The productivity of enterprises is often narrowed to an oversimplified and single factor – labour – and how much of it is needed to produce a certain quantity of goods or services. This common reliance on labour productivity is problematic because it does not take into account other important factors that shape productivity, including structural barriers and demand-side fluctuations. For example, street vendors’ sales are more likely to be influenced by local government officials frequently harassing them, or low customer demand, than the efficiency of their own labour.

An alternative measure of productivity is total- factor productivity, which takes into account factors that contribute to production beyond labour. These include physical assets such as land and equipment, financial assets and, in some contexts, less tangible assets such as human capital, like education, or social capital, including business networks and mentorship. But even total- factor productivity measures exclude demand-side constraints faced by informal enterprises. When COVID-19 hit, many home-based workers in Asia produced fewer goods not because they lacked land, equipment and financial assets, but because supply chains for raw materials and finished goods were broken as a consequence of decisions taken by more powerful economic actors.
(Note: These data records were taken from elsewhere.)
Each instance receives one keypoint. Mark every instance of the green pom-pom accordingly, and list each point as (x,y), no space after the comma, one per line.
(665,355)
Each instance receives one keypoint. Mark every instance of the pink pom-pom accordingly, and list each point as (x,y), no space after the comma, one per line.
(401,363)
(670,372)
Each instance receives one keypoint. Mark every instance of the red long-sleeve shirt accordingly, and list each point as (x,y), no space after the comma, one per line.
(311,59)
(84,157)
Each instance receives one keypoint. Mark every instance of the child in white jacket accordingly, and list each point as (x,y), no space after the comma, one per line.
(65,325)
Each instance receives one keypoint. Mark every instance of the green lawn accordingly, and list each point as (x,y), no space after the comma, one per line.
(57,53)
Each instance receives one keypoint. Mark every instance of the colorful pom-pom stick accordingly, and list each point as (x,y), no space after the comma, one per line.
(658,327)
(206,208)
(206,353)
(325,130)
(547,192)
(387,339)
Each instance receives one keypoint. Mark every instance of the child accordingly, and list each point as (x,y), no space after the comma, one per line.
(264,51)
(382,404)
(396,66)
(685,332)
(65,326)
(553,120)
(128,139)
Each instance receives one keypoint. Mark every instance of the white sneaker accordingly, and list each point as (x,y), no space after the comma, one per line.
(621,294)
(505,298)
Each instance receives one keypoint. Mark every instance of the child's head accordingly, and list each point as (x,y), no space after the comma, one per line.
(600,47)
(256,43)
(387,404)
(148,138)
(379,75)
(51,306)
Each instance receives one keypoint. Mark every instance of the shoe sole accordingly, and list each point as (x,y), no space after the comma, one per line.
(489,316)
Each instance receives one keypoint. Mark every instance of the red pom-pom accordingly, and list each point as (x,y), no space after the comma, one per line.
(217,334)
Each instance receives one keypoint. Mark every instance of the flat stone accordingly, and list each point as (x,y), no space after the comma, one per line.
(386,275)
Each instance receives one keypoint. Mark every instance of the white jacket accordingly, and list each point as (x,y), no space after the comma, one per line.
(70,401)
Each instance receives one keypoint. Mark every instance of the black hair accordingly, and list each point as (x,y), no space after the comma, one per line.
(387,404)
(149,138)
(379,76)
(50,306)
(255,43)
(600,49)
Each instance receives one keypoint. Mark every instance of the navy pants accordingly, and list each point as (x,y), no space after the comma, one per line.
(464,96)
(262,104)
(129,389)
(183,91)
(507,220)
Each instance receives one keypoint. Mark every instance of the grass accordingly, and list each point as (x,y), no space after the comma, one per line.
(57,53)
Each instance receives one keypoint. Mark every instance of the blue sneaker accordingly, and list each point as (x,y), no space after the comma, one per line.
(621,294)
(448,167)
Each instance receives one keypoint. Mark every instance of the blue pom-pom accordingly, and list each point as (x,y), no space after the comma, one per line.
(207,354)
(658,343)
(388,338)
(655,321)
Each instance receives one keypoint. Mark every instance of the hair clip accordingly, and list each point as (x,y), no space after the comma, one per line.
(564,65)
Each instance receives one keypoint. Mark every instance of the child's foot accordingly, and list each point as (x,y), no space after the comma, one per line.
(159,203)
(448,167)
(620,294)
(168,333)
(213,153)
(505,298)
A Better Measurement and Policy Agenda

To address economic growth, leaders must look beyond the boardroom and into the streets, markets and homes where the majority of the world’s workers and enterprises already keep economies running.

This requires a comprehensive, thorough set of measurements and concepts to accurately count informal enterprises, ascertain how productive they truly are, and understand the barriers they face and contributions they generate. New concepts and measures should be developed to better capture the negative forces on their operations, as well as their positive contributions to society and the economy – recycling waste, producing goods for export and supply chains, and providing care work.

This is a challenge that will take time and effort from the international community. In the meantime, there is already more than sufficient evidence from years of field studies of the multiple negative factors that impede the productivity of informal enterprises. Policy efforts to reduce these negatives, and to integrate informal enterprises appropriately into industrial policy and local economic development initiatives – so that both large and small can thrive – is needed now.